When you suffer the loss of a loved one, you may turn to memories and mementoes to help you recall his or her life. But when a baby dies, those memories are taken from you before they can ever be formed. So much anticipation and planning goes into the preparation for a child, and miscarriage leaves parents with so much disappointment and many unfulfilled expectations.
One of the ways to cope with the loss of an infant is by taking the time to create some memories and mementoes in the time you have. There are many ways to parent a child, even one born still or prematurely, and taking on the traditional parenting roles for a short time can help you look back fondly, instead of focusing solely on what might have been. Knowing your child, even after death, can help with the grief process and give you a positive experience to look back on during one of the most difficult times of your life.
Many doctors, nurses and hospitals are more than willing to help families create memories of their child at the time of a miscarriage, stillbirth or medical termination. While you should never be forced into anything you aren't comfortable with, you should be aware of all your opportunities while still in the hospital or birth center.

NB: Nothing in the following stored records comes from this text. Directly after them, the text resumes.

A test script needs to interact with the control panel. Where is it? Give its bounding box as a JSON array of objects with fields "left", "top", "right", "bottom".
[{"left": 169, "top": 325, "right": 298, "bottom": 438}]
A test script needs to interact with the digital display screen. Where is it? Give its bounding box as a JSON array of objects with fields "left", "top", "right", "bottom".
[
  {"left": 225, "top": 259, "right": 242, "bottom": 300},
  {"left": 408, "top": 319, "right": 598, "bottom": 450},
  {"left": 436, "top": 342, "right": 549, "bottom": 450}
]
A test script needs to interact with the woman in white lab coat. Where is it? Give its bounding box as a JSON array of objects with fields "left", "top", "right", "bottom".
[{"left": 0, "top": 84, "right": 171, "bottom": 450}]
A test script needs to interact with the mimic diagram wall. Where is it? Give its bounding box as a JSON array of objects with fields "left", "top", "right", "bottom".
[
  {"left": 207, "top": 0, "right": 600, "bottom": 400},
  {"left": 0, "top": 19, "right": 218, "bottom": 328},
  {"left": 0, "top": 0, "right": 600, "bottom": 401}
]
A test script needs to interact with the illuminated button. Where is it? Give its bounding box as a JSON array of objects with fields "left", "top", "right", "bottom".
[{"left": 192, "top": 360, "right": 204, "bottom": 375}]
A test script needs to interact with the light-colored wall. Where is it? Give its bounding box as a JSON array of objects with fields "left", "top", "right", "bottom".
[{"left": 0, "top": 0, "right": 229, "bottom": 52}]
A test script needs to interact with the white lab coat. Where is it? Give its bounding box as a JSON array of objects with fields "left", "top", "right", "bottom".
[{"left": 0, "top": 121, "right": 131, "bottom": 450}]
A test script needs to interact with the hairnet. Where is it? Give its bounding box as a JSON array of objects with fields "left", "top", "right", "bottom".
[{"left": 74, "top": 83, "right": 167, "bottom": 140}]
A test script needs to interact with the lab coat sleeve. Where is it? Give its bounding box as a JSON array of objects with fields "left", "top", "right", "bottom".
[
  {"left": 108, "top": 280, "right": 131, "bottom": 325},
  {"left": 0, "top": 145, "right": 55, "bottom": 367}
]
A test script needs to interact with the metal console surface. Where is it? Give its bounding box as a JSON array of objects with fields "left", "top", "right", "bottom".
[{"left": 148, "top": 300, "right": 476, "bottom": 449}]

Hold the Baby in Your Arms.
Spend time together as a family. This is a chance you'll never have again.
Naming your baby may help you feel connected with the humanity of your loss, and may help you and your family talk about the baby more comfortably in the future.
Dress Your Baby
Bring a special outfit or blanket to dress the baby in. Depending on how far along you are when you miscarry, you may be able to use preemie size clothes. Clothes are best suited for babies late in the second trimester or later, such as 24 weeks or more. Early losses, however, may be better suited for wrapping in a small blanket or other cloth. Perhaps you have a special handkerchief or scarf you’d like to use. Some hospitals may provide a small blanket especially made for this purpose.
Footprints and More
If the hospital or birth center does not offer these, ask for footprints and identification bands. Even the tiniest feet can make prints that last forever.

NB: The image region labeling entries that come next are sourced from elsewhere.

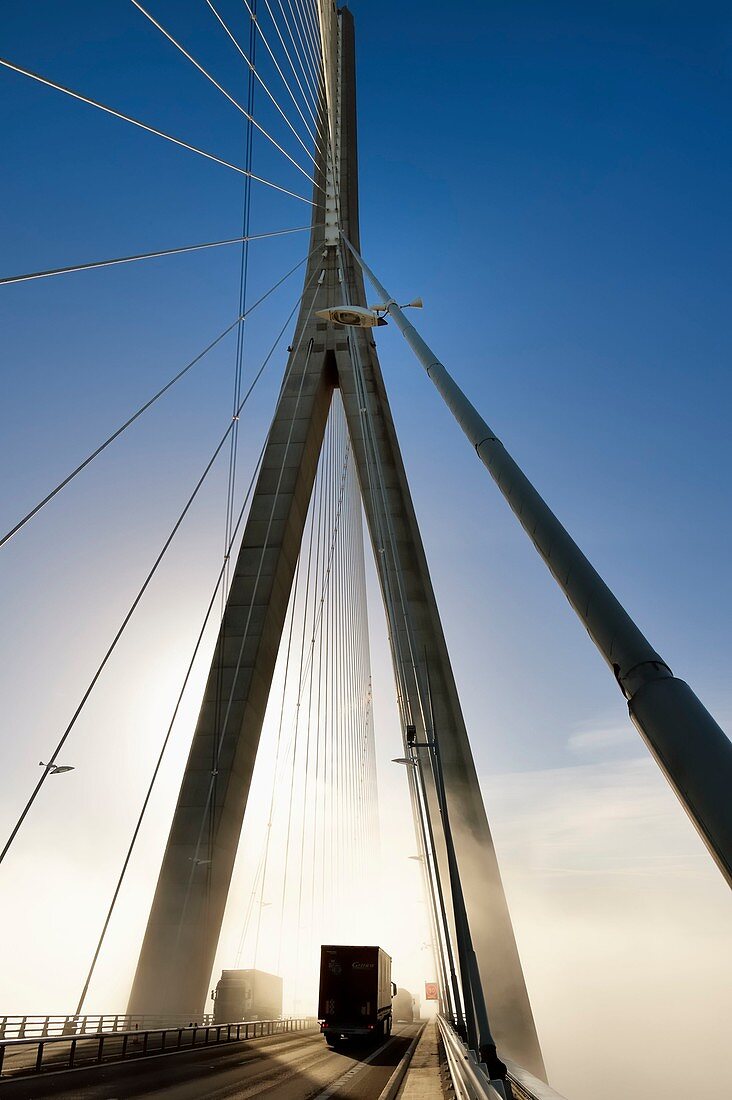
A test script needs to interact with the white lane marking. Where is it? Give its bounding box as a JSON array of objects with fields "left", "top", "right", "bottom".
[{"left": 313, "top": 1032, "right": 402, "bottom": 1100}]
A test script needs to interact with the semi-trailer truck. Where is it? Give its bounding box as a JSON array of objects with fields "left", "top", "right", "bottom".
[
  {"left": 318, "top": 944, "right": 396, "bottom": 1046},
  {"left": 212, "top": 970, "right": 282, "bottom": 1024}
]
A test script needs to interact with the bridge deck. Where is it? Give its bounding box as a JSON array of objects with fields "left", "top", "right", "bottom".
[{"left": 2, "top": 1024, "right": 419, "bottom": 1100}]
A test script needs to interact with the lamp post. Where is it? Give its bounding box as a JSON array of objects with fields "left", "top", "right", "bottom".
[
  {"left": 392, "top": 752, "right": 470, "bottom": 1036},
  {"left": 406, "top": 717, "right": 506, "bottom": 1079}
]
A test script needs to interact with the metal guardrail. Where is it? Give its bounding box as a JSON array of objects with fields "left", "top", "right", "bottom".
[
  {"left": 503, "top": 1058, "right": 565, "bottom": 1100},
  {"left": 437, "top": 1016, "right": 505, "bottom": 1100},
  {"left": 0, "top": 1016, "right": 317, "bottom": 1080},
  {"left": 0, "top": 1012, "right": 214, "bottom": 1042},
  {"left": 437, "top": 1016, "right": 565, "bottom": 1100}
]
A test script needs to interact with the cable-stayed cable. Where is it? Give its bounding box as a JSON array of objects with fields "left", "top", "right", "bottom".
[
  {"left": 0, "top": 57, "right": 316, "bottom": 206},
  {"left": 0, "top": 250, "right": 310, "bottom": 547},
  {"left": 130, "top": 0, "right": 323, "bottom": 190},
  {"left": 0, "top": 226, "right": 313, "bottom": 286},
  {"left": 206, "top": 0, "right": 317, "bottom": 164},
  {"left": 0, "top": 270, "right": 317, "bottom": 862}
]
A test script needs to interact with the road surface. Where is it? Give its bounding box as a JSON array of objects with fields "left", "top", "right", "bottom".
[{"left": 0, "top": 1024, "right": 420, "bottom": 1100}]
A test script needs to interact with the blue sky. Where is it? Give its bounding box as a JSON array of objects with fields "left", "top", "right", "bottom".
[{"left": 0, "top": 0, "right": 732, "bottom": 1100}]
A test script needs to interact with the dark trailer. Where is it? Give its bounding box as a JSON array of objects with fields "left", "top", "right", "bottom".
[{"left": 318, "top": 944, "right": 396, "bottom": 1044}]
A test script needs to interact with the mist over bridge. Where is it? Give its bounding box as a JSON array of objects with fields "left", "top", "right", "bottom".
[{"left": 1, "top": 2, "right": 729, "bottom": 1100}]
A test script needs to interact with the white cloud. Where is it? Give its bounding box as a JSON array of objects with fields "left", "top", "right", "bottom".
[{"left": 483, "top": 752, "right": 732, "bottom": 1100}]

Take pictures of the baby, and of you and your family members with the baby.
Invite those close to you to visit. Your instinct may be to pull away from friends and family, but sharing the experience with loved ones will help bring the memory of your baby to life. This is also a great opportunity for your family members to work through their own grief as well as being there to support you.
Bathe Your Baby
Depending on the age and size of the baby, you may be able to give the baby a bath or assist the nurse in giving the baby a bath. Bathing is usually easier for later losses, like those after 24 weeks, but can be done earlier. Just ask your nurse if you’re interested.
Many funeral homes offer low- or no-cost funerals for children. Planning a funeral can be helpful to you, especially to help spread the word to your family and friends when it can be difficult to talk about your loss. A hospital social worker can help you find one of these funeral homes.
The volunteer organization Now I Lay Me Down to Sleep is a network of professional photographers who come to the hospital or birth center to do a photo session with you and your baby at no cost to you.
The hospital or birth center may be able to provide you with some mementoes as well, including any clothing or blankets used while caring for your child, or other small tokens, such as pins, stuffed animals or baby rings. Some hospitals will take pictures of your baby with a digital camera and provide you with prints or a CD-ROM of pictures. If you have something you'd like included in the pictures, such as flowers, a special stuffed animal or even your wedding rings, don't be afraid to ask.
This time with your baby is short, but you can make it precious. Know your comfort levels and don't be afraid to ask if your caregivers will help you create a special experience while you can.